For this key, creatives appear that were not shown for the queries “auto insurance” and “car insurance.”
Manual keyword collection has a significant plus: in the process you will, willy-nilly, carefully study many creatives and you will form a general picture.
How else can you improve the accuracy and usefulness of search results (besides keyword queries)?
The accuracy and usefulness of search results represent the share of creatives that actually belong to your niche and can be used as a foundation for creating your own ads. These indicators can be improved by using the same keywords but filtering the results by other parameters.
Let’s take a broad query like “auto insurance”, which often shows not only targeted ads but also news, stories, and blog posts. To leave only commercial advertisements, you should apply a filter by link identifiers — these are usually used to track ad performance.
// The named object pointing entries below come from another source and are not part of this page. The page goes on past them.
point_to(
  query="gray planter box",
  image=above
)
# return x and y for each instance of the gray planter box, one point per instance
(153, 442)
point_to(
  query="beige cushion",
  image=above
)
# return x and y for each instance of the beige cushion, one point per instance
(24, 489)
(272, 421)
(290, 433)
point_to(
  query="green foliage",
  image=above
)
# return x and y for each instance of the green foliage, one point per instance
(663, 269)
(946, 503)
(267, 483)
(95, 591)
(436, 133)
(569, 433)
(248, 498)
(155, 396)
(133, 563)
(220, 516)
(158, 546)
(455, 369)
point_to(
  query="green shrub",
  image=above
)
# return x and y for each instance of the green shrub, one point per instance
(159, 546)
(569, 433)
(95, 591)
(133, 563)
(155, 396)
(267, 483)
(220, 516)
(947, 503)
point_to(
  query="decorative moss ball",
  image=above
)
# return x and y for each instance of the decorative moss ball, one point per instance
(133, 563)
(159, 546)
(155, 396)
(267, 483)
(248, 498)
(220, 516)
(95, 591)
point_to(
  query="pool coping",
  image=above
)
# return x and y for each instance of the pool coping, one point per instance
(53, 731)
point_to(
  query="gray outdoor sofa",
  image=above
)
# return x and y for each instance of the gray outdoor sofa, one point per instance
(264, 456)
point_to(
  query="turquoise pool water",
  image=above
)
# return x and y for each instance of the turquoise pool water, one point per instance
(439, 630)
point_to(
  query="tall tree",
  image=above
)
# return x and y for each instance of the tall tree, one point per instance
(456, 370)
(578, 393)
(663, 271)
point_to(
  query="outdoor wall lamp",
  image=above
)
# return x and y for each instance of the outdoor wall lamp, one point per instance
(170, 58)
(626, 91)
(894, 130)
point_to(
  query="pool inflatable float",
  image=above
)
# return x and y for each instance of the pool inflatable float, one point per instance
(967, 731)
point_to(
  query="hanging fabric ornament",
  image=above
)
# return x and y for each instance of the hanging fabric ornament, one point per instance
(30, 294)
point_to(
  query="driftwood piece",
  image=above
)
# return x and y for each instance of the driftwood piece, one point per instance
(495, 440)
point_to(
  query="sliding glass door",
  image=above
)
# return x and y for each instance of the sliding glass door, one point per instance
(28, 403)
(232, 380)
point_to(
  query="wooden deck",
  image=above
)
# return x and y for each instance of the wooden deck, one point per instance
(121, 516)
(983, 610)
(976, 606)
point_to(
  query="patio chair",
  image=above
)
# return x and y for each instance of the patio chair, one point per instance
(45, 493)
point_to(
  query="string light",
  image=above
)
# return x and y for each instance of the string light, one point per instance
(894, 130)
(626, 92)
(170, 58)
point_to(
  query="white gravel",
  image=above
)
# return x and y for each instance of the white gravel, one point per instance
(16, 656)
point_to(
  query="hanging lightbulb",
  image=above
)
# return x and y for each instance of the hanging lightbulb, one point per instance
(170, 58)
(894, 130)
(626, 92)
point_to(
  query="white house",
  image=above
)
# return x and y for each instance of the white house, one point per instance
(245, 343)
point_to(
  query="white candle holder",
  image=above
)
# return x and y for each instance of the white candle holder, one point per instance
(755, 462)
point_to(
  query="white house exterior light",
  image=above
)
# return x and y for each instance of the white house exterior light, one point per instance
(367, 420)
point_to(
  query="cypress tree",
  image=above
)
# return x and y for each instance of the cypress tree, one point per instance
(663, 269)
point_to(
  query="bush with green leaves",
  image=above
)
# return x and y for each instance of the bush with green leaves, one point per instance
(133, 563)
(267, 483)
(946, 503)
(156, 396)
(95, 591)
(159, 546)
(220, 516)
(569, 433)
You need to set this filter in the “In link” field. For example, insert the identifier “sub” there.
As a result, almost the entire output will consist of targeted ads — valuable source materials for creating your own advertisements.
If sub doesn’t help to filter the output, you can use other identifiers as well:
- pixel=
- pixel_id=
- utm_source=
- affiliate_id=
- site_source_name
- campaign.id
- adset.id
- ad.id
Another filtering method is by Call to Action (CTA). Most advertisers in the insurance niche use a target action like Get Quote. Let’s filter the output by this parameter.
As a result, only campaigns and affiliate ads remain in the search results.
The Get Quote CTA filter is no less precise but allows you to keep a larger number of valuable and relevant creatives in the output.
How to make found creatives unique
If you read and analyze the most successful ads long enough, new ad ideas will start coming to you naturally. But even if they don’t, you can simply recombine existing material. Let’s look at the process of making creatives unique using static images as an example.
First, apply sorting by Activity Days to bring the most effective and profitable ads to the top.
As an example, take a couple of ads and simply compile them. To quickly save them, use the Download button.
Next, take one image as the base and insert the slogans or text fragments from the second one into it — at the same time removing the photo of the insurance agent. And to do all this, it’s enough to use even something as simple as Paint.
As a result, you get a completely unique creative in just five minutes — ready to be sent for testing.
It’s the same with videos, but you need to know how to work with editors. The minimum level of unique adaptation is to download a video creative using the same Download button and overlay a different music track. You can also download multiple clips and compile them in an editor — it all depends on your video editing skills.
If you only need images or, conversely, only videos as source material, you can set the appropriate output filter in the spy tool.
In conclusion
As you can see, to create high-quality ads for testing, you don’t need to reinvent anything. Facebook already contains a huge number of valuable ads — all you need to do is study them carefully and, if necessary, make small adjustments to make them unique.
You can easily make ready-made images unique using the Download button and Paint — a basic but already sufficient toolkit for any creative maker. As for videos, there’s no need to worry either: even if your video-editing skills are minimal, Tyver still provides suitable source materials. The platform adds more than 2 million new creatives every day, and thousands of them are related to insurance in the United States alone.